Pengelolaan akademik yang dimaksud terkait dengan Tridharma perguruan tinggi yang menjadi syarat demi tercapainya system pendidikan tinggi yang menciptakan sumber daya manusia manusia handal dan siap mengerahkan usaha terbaiknya guna berkontribusi terhadap kesejahteraan Indonesia dan peradaban dunia. Sedangkan pengelolaan non-akademik adalah pengelolaan yang sifatnya teknis ditujukan demi terciptanya penyelenggaraan pendidikan tinggi yang efektif dan efisien.

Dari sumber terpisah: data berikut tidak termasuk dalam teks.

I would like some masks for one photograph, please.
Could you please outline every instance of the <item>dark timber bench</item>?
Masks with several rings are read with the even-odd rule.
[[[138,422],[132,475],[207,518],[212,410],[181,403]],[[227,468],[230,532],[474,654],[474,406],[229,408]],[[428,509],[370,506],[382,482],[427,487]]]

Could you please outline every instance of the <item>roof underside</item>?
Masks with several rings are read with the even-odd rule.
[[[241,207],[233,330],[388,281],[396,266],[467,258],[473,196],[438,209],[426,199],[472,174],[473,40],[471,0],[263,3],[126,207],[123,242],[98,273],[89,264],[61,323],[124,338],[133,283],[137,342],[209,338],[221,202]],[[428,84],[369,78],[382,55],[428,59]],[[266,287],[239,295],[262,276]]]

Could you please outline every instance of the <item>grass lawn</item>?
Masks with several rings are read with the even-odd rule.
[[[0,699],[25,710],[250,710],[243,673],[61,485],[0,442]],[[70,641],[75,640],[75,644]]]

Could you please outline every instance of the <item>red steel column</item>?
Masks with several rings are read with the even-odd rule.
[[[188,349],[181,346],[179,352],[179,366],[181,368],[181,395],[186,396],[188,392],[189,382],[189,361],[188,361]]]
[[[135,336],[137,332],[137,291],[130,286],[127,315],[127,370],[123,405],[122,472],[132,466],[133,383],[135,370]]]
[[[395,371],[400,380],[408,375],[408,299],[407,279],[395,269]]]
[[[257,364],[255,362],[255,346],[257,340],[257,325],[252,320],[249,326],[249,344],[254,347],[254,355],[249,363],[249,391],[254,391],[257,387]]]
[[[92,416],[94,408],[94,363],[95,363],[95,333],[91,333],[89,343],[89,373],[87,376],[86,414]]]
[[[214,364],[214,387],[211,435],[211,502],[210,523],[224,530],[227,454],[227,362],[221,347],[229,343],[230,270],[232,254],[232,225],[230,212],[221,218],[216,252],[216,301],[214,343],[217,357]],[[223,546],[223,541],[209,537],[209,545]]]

Secara garis besar, isi kandungan peraturan ini memaparkan hal-hal seputar ketentuan umum, tujuan pendidikan tinggi, penyelenggaraan pendidikan tinggi termasuk jenis dan program, proses pendidikan dan pembelajaran serta system penjaminan mutu. Hal-hal yang berkaitan dengan perguruan tinggi, kemahasiswaan, pendanaan dan pembiayaan juga terdapat didalamnya.
UU ini menuai banyak kritikan terutama terkait wacana liberalisasi dan kapitalisasi pendidikan. UU PT dianggap sebagai benih tumbuh industrialisasi pendidikan semenjak dibatalkannya undang-undang tentang Badan Hukum Pendidikan ( UU BHP) oleh MK pada Maret 2010 silam.
Dalam UU ini ada ketidaksesuaian antara tujuan dibentuknya UU PT dan batang tubuh UU tersebut, dimana tujuan untuk menyelenggarakan satu sistem pendidikan nasional yang meningkatkan keimanan dan ketakwaan kepada Tuhan Yang Maha Esa serta akhlak mulia dalam rangka mencerdaskan kehidupan bangsa tidak didukung dengan klasifikasi jenis perguruan tinggi yang jelas, perguruan tinggi berinvestasi, disparitas renumerasi pegawai, keharusan mahasiswa untuk menyumbang, adanya jalur istimewa asing tanpa adanya standarisasi dan seleksi nasional yang jelas, dan lain sebagainya.
Dalam UU ini juga terdapat ketidak jelasan tentang prinsip otonomi kampus, terutama bagi tujuh perguruan tinggi negeri (PTN) yang sebelumnya berstatus badan hukum milik negara (BHMN) kemudian menjadi Badan Layanan Umum (BLU), dimana tidak dijelaskan secara gamblang dalam UU tersebut tentang batasan-batasan kewenangan pengelolaan perguruan tinggi sebagai BLU.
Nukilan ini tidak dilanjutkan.